Rubén Blades, al igual que otros músicos, ha cantado la hazaña de hacerse con lo
imposible. La canción se llama “Ligia Elena”. En pocas estrofas y con un ritmo contagioso,
canta la historia de una niña de sociedad que se ha fugado... con un trompetista. “Mientras
los tristes padres preguntan en dónde fallamos/ Ligia Elena con su trompetista amándose
están./ Dulcemente se escurren los días en aquel cuartito”.

Como la del trompetista, hay una historia más antigua que nos habla de otro artista: el
flautista de Saint-Merry, invocado en el espléndido poema de Guillaume Apollinaire, que
arrastraba tras de sí un tropel de mujeres embrujadas por el sonido de su instrumento.

La audacia suele tener recompensas, como en la historia del sastre. Las destrezas, también,
como en la canción del trompetista. Audacia, habilidades, sí, y también algo de “malas
artes”, como en el poema del flautista. No siempre es Amor el protagonista de todas estas
historias, aunque al final, como en las películas favoritas, siempre sea posible un final feliz.
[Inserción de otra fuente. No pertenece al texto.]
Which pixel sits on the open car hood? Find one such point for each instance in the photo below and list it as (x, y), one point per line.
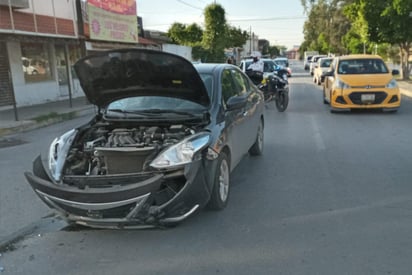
(115, 74)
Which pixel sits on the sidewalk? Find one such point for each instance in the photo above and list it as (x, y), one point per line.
(36, 116)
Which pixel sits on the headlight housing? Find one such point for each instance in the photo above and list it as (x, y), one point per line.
(392, 84)
(58, 151)
(340, 84)
(182, 153)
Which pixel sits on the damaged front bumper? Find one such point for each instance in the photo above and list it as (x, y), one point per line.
(134, 200)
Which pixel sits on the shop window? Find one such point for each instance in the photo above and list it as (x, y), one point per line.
(36, 62)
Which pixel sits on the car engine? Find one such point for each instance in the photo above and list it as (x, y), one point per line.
(105, 151)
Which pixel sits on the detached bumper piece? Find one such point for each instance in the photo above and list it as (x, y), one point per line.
(143, 201)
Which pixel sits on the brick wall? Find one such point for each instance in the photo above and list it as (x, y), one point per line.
(6, 96)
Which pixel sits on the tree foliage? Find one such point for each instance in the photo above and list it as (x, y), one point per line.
(209, 44)
(354, 26)
(188, 35)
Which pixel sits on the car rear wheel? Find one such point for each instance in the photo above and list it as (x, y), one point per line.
(221, 185)
(257, 147)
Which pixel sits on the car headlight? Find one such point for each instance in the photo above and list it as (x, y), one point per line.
(340, 84)
(392, 84)
(181, 153)
(58, 151)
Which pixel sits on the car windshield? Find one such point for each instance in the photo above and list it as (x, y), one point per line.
(208, 81)
(325, 62)
(362, 66)
(268, 65)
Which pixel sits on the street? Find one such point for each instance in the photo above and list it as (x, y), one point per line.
(331, 194)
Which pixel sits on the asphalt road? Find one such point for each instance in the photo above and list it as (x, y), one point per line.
(332, 194)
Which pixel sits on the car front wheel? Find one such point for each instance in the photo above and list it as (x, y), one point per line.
(220, 192)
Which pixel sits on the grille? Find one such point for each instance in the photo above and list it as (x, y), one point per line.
(355, 97)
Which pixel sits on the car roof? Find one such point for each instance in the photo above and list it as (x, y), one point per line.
(359, 56)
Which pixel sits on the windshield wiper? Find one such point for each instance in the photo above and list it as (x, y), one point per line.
(169, 111)
(141, 113)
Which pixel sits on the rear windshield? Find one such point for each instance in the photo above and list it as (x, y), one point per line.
(362, 66)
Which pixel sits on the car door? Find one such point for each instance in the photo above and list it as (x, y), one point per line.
(249, 117)
(235, 119)
(329, 80)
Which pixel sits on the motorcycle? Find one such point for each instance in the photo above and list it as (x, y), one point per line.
(273, 87)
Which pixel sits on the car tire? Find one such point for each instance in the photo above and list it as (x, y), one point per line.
(221, 185)
(257, 147)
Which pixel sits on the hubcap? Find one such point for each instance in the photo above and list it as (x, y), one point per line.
(224, 180)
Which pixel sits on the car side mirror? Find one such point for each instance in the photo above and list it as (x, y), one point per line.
(236, 102)
(329, 73)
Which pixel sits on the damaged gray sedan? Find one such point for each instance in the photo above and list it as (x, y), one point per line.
(162, 145)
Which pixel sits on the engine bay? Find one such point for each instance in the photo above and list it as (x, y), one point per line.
(108, 150)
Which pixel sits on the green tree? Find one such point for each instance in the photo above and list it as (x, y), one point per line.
(188, 35)
(236, 37)
(214, 35)
(326, 26)
(209, 44)
(390, 22)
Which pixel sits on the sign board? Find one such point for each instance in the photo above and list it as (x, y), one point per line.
(113, 20)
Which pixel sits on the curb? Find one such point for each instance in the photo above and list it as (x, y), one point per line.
(27, 125)
(50, 221)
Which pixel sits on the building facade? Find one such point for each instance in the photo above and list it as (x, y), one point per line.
(38, 43)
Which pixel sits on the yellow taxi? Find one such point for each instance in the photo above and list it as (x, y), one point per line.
(361, 82)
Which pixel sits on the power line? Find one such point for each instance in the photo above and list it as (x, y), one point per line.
(268, 19)
(189, 5)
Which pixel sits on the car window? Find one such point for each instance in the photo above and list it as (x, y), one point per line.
(325, 62)
(241, 83)
(140, 103)
(208, 81)
(228, 86)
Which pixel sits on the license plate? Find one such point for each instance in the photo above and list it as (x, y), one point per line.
(368, 97)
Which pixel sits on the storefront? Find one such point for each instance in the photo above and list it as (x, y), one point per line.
(41, 69)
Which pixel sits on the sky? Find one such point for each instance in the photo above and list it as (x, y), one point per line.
(279, 21)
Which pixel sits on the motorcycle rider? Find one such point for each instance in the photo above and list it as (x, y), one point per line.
(257, 64)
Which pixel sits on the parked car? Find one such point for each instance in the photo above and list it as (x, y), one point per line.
(321, 67)
(361, 82)
(313, 63)
(162, 145)
(284, 63)
(306, 62)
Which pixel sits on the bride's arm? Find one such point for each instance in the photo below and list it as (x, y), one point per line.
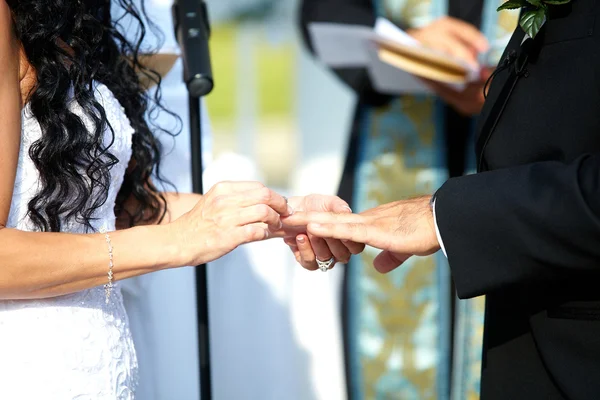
(36, 265)
(10, 109)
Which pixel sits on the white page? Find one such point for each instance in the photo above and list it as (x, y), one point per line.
(386, 29)
(348, 46)
(341, 45)
(388, 79)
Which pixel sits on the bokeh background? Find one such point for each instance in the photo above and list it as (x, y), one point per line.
(274, 116)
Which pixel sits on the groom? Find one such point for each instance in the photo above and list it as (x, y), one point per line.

El amor es la tan anhelada contingencia que aflora en otra serie de narraciones. El cuento
de la princesa cuyo candor o buenos sentimientos hacen aparecer al príncipe encantado que
estaba detrás de la nauseabunda figura de un sapo, nos habla de los poderosos antídotos de
la ternura y de la posibilidad de transformarnos. De ser, sino bellos, mejores. Los amorosos
padres de Ligia Elena, cada vez más resignados a la decisión de su nena, probablemente
anhelen que aquel salsero termine mutándose en el príncipe azul.
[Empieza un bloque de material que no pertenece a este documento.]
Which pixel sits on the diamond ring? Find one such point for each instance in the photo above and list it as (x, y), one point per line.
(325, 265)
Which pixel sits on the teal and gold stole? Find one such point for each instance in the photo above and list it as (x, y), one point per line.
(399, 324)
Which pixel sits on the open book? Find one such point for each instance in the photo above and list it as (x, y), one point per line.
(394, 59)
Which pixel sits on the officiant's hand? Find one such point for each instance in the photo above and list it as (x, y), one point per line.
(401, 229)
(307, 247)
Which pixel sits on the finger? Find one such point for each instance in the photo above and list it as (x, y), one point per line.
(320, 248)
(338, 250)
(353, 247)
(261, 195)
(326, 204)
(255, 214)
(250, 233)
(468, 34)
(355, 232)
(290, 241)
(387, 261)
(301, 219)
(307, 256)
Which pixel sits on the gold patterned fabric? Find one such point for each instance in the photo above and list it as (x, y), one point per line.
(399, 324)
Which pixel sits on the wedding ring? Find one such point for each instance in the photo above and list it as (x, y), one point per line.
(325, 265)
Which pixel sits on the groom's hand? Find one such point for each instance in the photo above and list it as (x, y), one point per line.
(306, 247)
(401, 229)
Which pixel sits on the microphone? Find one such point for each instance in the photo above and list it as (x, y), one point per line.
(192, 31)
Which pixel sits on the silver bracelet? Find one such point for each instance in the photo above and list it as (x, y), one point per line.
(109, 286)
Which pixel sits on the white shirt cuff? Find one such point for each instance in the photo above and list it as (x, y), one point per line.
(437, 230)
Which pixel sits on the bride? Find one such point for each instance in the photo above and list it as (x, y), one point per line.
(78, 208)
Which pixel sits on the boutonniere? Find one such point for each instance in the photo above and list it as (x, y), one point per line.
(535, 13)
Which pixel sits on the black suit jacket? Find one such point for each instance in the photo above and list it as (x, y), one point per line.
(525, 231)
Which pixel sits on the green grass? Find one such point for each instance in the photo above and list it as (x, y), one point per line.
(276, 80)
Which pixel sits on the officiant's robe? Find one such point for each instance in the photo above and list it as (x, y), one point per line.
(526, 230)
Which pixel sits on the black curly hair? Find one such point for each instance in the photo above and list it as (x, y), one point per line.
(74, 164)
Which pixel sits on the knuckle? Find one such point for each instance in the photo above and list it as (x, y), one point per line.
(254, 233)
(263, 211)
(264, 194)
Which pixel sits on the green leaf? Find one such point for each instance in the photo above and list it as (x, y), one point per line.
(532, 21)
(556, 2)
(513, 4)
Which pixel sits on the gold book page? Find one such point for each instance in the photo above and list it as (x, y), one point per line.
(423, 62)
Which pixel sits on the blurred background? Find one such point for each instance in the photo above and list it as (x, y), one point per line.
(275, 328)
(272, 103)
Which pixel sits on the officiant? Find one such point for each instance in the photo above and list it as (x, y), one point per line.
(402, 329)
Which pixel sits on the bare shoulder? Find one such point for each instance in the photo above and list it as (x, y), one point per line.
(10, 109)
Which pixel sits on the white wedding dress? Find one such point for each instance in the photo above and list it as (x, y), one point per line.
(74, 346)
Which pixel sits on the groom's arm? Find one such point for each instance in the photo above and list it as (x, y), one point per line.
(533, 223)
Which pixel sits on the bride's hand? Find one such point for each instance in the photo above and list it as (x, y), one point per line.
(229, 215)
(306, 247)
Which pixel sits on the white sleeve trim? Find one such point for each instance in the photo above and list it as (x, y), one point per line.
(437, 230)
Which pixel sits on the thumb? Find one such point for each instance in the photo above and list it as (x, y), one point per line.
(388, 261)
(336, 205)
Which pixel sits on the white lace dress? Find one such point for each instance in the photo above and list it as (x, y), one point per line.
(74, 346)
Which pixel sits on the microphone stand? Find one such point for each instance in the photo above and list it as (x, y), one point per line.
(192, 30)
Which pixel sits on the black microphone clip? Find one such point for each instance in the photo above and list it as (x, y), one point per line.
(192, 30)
Aunque en la vida no todo es azul, la felicidad es posible. Lo dicen los cuentos y, como
sabemos, las ficciones son más que ficciones. Hablan de la realidad desde los ángulos más
insospechados. Entronizan lo imposible como una posibilidad. El milagro ocurre, como en
la Rosa de Paracelso, el mejor cuento de Borges. O como en la conocida historia de la Bella
y la Bestia. Aquel monstruo que hacía que la joven se estremeciera de miedo, por obra del
amor desaparece y en su lugar emerge un hombre “más hermoso que el Amor mismo”. Una
de las lecciones de ese maravilloso cuento la expresa el Hada cuando a los adversarios de
aquel amor les dice: “no os pongo otra pena que la de ser testigos de su felicidad”. El amor,
tan huidizo y escaso, tan poderoso, como la flor del Olivar.